A single intravenous delivery of a CD8 fusogen containing a second-generation CD19 CAR transgene resulted in the generation of CD8 CAR Ts that eradicated the CD19+ tumor xenografts;
CD8 fusogen delivery resulted in a high percentage of T cells engineered to express the CAR with specificity for the CD8+ cells; and
The fusogen was able to generate a functional CAR response regardless of prior activation status of the T cells.
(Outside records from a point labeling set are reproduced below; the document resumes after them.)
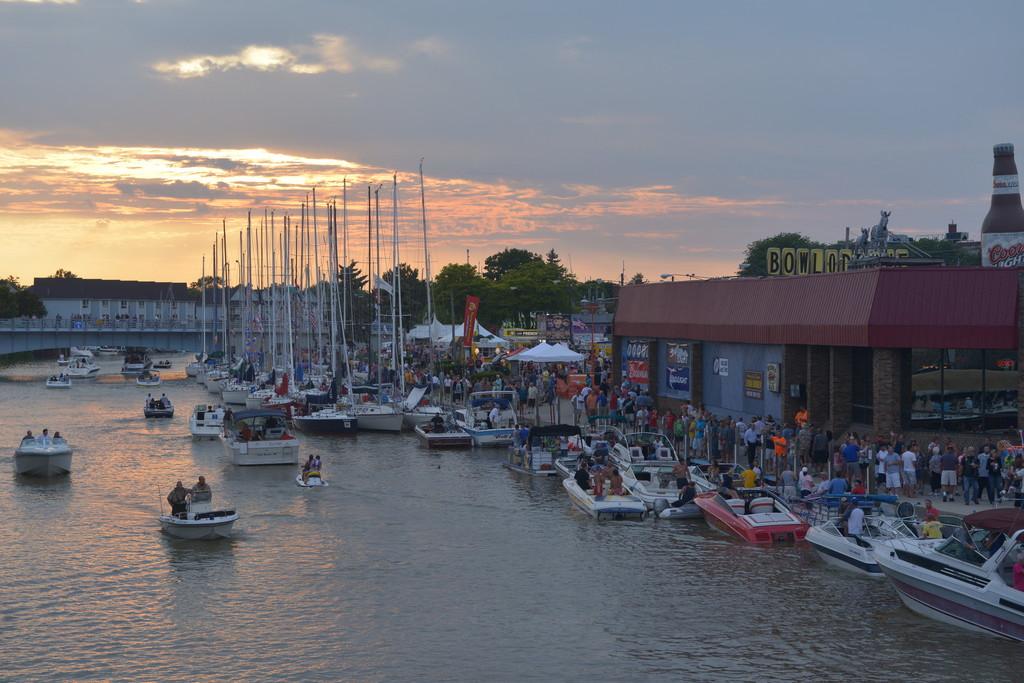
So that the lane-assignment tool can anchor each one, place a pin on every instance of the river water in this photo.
(411, 565)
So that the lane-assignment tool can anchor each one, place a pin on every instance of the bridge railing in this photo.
(92, 325)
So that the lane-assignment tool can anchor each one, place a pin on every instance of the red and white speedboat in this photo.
(756, 516)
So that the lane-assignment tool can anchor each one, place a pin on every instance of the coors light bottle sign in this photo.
(1003, 231)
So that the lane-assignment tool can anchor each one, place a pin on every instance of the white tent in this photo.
(441, 334)
(545, 352)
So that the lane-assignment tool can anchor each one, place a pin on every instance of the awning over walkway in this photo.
(924, 307)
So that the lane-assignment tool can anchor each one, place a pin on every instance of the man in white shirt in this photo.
(855, 521)
(909, 471)
(751, 440)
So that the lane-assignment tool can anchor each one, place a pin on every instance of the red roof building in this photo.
(928, 347)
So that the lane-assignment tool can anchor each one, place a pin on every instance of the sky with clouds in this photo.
(667, 135)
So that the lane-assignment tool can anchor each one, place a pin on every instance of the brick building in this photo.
(929, 348)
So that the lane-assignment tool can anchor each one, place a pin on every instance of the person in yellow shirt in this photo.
(750, 478)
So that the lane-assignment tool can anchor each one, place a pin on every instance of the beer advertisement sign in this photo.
(1003, 250)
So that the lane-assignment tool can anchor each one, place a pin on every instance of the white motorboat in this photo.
(200, 521)
(377, 417)
(43, 456)
(147, 378)
(328, 421)
(475, 418)
(966, 580)
(543, 446)
(615, 507)
(857, 554)
(259, 437)
(442, 433)
(82, 368)
(206, 421)
(61, 381)
(235, 392)
(158, 408)
(215, 380)
(258, 397)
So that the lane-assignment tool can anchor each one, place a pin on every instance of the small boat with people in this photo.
(377, 417)
(442, 432)
(43, 456)
(327, 421)
(235, 392)
(147, 378)
(80, 352)
(136, 363)
(613, 505)
(311, 474)
(488, 418)
(259, 437)
(541, 446)
(756, 515)
(193, 516)
(969, 579)
(206, 421)
(158, 408)
(61, 381)
(81, 367)
(845, 529)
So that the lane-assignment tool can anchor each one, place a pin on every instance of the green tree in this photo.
(16, 300)
(496, 265)
(454, 284)
(414, 294)
(65, 273)
(756, 262)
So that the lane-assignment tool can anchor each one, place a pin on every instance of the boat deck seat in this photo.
(737, 505)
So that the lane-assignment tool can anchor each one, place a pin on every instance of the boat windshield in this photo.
(970, 548)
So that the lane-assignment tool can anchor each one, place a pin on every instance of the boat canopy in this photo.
(259, 413)
(501, 402)
(553, 430)
(1008, 520)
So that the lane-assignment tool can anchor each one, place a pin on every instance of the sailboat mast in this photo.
(426, 271)
(203, 285)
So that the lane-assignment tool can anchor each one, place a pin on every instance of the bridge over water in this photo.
(18, 335)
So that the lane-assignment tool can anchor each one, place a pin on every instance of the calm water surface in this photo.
(412, 565)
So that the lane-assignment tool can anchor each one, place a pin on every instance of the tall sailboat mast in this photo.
(426, 271)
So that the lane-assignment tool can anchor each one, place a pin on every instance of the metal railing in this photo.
(101, 325)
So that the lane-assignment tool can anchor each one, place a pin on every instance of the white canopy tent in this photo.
(441, 334)
(545, 352)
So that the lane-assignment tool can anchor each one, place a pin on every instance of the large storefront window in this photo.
(862, 387)
(965, 389)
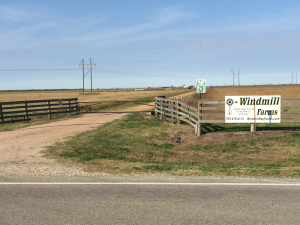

Overexpression of CD47 protects hypoimmune CAR T cells from innate immune cell killing
Authors: Sonja Schrepfer, MD, PhD et al.

Key takeaways include:

Innate immune cell assays show that CD47 overexpression protects HLA-I/II deficient CAR T cells from natural killer cell and macrophage killing both in vitro and in vivo;
Hypoimmunogenic CAR T cells have shown the ability to functionally evade the innate and adaptive immune system in allogeneic recipients with cytotoxic anti-tumor capacity; and
Hypoimmune CAR T cells have the potential to provide universal CAR T cells that are able to persist without immunosuppression.